Sartre faz uma apresentação de quase 60 páginas na edição do livro "Nossa Senhora das Flores" de Jean Genet, que tenho em mãos. O que poderia ser um pouco maçante, se torna quase fundamental na preparação para o que está por vir. Neste texto mais que introdutório, ele faz um divisão para melhor analisar os diversos aspectos que o fazem considerar esta obra uma das três grandes obras "medievais" do século XX.
Escrevendo no interior de uma cela, Genet fala sobre transgressão, imoralidade, vida, onanismo, solidão e palavra. Pois bem, os trechos aqui selecionados fazem parte da segunda parte intitulada: "As palavras" e falam (literalmente) sobre a atividade individual-mundana-condenada que é o ato de se masturbar.
"Não é por acaso que a palavra acompanha o ato masturbatório, que Gide mostra Boris murmurando sua fórmula evocadora como um "Abre-te Sésamo": o onanista quer reter a palavra como um objeto. Quando repetida em voz alta ou num murmúrio, imediatamente (ela) adquire uma objetividade e uma presença que faltavam ao objeto. A imagem permanece um tanto ausente; na realidade não a vejo, nem a ouço bem. Sou eu quem me canso tentando retê-la. Mas, se murmuro a palavra, posso ouvi-la, e se consigo me esquecer de mim mesmo quando a palavra sai da minha boca, se consigo esquecer que fui eu quem a pronunciou, posso ouvi-la como ela estivesse emanando de outra pessoa e na verdade como se ela estivesse soando por si própria". (pg. 21)
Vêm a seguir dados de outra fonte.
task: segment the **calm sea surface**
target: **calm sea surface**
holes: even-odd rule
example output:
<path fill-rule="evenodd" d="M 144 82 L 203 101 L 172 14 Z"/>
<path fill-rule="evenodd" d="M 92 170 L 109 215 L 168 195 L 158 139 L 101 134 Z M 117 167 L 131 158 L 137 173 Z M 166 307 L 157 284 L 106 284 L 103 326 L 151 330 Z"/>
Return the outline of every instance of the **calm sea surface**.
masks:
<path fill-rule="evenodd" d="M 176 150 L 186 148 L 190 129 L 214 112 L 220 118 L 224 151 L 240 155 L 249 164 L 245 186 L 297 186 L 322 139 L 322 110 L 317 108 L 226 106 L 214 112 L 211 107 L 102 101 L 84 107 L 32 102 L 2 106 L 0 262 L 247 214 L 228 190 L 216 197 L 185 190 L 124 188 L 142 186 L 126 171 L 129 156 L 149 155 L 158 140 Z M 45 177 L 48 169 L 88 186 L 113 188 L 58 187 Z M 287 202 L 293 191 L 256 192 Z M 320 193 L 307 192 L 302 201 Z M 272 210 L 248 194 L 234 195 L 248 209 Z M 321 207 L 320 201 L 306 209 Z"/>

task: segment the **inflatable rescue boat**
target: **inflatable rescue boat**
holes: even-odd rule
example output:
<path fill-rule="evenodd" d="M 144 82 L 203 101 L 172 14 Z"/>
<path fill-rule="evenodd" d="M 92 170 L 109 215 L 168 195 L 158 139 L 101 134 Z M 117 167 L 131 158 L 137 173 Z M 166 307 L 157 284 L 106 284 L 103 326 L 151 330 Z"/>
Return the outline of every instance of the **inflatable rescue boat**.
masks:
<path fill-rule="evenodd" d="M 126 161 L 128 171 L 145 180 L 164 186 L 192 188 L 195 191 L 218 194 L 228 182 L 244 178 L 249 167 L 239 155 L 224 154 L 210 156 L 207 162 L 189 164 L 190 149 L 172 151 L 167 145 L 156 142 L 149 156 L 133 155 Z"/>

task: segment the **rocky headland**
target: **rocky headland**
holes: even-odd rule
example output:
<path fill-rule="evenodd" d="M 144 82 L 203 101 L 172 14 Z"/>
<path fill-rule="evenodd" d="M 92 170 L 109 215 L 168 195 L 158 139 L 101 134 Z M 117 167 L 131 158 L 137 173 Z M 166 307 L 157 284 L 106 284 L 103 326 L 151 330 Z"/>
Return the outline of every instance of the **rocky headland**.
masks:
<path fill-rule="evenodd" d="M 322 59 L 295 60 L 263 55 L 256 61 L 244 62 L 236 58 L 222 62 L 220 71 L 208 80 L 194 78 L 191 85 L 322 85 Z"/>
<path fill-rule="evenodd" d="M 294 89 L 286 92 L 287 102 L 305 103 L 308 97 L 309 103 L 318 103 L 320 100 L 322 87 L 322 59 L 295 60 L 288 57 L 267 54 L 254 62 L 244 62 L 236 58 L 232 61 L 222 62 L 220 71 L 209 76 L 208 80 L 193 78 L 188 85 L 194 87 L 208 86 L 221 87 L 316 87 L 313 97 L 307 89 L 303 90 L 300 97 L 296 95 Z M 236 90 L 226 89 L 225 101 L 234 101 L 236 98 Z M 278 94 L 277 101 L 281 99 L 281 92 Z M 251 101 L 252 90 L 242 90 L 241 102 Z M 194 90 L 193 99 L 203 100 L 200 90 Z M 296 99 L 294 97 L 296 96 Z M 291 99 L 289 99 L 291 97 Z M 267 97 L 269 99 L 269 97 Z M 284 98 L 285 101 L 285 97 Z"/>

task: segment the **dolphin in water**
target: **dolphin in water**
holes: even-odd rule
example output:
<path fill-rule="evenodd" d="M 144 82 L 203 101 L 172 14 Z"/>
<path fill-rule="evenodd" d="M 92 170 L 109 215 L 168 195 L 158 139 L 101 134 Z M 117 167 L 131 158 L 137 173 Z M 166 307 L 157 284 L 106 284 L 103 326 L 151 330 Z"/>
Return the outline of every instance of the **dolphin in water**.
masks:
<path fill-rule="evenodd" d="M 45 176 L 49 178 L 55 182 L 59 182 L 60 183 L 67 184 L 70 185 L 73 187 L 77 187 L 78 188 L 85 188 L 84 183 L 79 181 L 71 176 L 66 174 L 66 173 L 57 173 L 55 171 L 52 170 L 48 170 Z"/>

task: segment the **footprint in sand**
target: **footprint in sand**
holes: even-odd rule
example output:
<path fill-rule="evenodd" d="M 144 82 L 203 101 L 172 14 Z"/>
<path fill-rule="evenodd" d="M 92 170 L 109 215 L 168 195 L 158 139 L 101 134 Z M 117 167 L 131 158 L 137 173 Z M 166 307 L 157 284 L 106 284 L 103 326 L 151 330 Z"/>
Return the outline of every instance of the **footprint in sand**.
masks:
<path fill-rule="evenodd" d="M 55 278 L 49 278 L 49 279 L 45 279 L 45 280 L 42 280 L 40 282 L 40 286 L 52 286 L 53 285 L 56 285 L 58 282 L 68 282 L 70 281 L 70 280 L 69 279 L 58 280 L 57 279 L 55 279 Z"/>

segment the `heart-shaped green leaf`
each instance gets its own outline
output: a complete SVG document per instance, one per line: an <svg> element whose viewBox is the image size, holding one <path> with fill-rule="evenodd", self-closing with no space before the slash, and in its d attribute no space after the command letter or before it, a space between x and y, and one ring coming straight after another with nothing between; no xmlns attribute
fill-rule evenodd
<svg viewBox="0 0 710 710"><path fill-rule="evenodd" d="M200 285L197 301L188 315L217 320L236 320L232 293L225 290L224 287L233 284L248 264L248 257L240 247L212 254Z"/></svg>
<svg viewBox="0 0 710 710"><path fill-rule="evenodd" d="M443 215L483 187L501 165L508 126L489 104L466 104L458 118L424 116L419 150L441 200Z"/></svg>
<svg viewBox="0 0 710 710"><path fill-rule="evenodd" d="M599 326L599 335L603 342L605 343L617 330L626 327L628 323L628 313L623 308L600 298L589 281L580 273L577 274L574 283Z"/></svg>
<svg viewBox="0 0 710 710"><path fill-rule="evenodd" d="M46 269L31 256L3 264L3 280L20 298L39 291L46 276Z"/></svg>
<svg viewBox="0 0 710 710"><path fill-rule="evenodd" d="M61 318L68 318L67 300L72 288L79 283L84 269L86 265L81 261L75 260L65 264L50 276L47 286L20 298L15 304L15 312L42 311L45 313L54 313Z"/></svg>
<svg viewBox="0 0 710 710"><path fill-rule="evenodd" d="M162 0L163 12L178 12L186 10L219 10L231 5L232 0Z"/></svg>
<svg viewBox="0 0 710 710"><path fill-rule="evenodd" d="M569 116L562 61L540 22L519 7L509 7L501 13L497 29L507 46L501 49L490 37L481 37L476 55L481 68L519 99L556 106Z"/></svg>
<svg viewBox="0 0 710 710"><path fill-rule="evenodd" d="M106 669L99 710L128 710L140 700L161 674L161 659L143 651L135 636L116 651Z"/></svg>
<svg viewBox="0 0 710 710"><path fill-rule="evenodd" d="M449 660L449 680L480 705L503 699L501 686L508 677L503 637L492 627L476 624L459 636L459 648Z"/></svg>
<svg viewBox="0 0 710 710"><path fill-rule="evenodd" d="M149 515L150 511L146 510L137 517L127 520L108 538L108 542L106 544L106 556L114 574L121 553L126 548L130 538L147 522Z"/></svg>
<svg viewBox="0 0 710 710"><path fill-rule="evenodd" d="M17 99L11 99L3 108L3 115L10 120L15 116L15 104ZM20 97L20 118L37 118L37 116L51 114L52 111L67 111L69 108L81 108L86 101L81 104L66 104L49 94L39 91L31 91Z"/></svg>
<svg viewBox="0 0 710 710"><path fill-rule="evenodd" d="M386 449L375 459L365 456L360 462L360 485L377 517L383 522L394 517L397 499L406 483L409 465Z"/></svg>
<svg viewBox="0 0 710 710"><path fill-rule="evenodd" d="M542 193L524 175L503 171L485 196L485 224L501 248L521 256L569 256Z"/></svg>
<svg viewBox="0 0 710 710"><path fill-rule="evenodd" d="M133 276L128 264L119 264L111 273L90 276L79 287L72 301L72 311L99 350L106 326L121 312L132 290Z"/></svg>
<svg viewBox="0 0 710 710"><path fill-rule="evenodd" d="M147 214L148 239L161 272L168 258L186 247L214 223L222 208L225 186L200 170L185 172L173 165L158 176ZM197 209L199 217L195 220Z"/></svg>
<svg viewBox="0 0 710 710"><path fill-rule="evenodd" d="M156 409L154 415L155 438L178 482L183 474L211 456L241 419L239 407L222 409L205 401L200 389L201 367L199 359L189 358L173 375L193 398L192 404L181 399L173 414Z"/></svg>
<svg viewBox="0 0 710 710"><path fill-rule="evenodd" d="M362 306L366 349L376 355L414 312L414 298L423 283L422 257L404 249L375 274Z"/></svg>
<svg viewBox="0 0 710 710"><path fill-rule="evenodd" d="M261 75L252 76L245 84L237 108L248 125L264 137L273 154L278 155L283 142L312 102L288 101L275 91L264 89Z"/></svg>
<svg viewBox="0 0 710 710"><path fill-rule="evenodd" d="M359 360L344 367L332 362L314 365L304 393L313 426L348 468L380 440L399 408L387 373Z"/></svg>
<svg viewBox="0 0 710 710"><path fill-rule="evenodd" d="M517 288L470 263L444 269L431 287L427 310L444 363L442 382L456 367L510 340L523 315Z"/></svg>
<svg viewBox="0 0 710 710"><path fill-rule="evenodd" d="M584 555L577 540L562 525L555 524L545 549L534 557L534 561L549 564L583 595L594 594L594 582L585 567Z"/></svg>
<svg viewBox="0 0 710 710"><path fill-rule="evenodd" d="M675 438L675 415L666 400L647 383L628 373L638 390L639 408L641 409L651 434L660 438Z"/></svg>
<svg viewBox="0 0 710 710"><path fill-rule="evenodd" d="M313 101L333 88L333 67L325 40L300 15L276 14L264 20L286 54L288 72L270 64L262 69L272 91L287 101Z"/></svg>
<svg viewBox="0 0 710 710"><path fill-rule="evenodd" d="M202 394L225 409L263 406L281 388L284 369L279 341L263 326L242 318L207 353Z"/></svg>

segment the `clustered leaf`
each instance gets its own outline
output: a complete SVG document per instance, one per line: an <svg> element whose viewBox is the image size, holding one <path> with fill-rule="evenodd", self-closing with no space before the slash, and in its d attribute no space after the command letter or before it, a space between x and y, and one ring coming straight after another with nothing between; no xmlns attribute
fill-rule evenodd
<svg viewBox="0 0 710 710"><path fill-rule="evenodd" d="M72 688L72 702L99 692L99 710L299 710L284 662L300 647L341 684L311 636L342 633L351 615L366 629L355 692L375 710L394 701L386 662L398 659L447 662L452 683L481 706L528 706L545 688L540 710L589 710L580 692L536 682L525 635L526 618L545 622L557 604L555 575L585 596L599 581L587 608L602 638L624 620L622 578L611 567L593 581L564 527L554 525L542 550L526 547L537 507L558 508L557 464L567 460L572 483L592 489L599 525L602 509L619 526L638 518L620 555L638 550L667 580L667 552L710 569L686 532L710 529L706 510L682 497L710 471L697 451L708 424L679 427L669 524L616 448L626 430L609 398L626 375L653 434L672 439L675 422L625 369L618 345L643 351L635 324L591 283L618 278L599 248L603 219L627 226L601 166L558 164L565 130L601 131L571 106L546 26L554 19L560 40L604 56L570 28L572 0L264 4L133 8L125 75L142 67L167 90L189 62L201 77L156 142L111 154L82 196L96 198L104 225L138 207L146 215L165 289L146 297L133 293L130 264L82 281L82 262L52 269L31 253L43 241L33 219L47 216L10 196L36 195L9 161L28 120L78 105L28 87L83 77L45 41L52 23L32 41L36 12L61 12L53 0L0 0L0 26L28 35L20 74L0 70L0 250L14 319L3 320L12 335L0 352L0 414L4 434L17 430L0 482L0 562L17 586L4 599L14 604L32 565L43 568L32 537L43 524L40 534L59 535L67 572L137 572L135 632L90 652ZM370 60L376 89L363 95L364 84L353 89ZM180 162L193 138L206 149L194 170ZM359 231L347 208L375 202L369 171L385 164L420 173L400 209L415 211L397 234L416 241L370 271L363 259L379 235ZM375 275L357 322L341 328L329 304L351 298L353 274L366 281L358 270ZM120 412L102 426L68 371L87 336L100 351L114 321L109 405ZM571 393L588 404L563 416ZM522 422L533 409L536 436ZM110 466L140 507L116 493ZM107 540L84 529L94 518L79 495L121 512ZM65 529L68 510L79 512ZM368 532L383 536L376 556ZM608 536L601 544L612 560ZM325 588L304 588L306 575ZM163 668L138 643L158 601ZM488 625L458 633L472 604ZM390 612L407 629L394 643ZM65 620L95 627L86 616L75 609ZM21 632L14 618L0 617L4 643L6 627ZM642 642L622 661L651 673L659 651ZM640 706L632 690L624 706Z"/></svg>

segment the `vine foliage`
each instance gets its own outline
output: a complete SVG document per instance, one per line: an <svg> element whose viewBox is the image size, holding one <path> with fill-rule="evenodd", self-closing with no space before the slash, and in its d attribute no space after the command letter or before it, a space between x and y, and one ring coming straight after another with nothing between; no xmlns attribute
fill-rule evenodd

" A enunciação dos prazeres proibidos é uma blasfêmia. O homem que se masturba humildemente, sem emitir uma palavra, ou que está por demais preocupado com o que sua mão está fazendo, está perdoado em parte; seu gesto se dissolve na escuridão. Porém, se for enunciado, torna-se o gesto do masturbador uma ameaça à memória de todos. A fim de aumentar seu prazer, Genet o enuncia. Para quem? Para ninguém e para Deus. Para ele, como para os primitivos, a palavra possui virtudes metafísicas. É perverso, é delicioso que uma palavra obscena ressoe na semi-obscuridade da cela, que surja do buraco negro das suas cobertas. A ordem do universo é desta forma desbaratada. Uma palavra dita é palavra como sujeito: ouvida, é objeto." (Pg. 22)
Jean-Paul Sartre in
Genet, Jean -Nossa Senhora das Flores, Nova Fronteira.
Ilustração de André Breton
Um comentário:
Seríamos nós,que escrevemos, onanistas da palavra? Escrevemos para nós mesmos? E quem escreve e lê, seria o exibicionista da palavra? fiquei confusa. Mas Sartre não veio mesmo para explicar.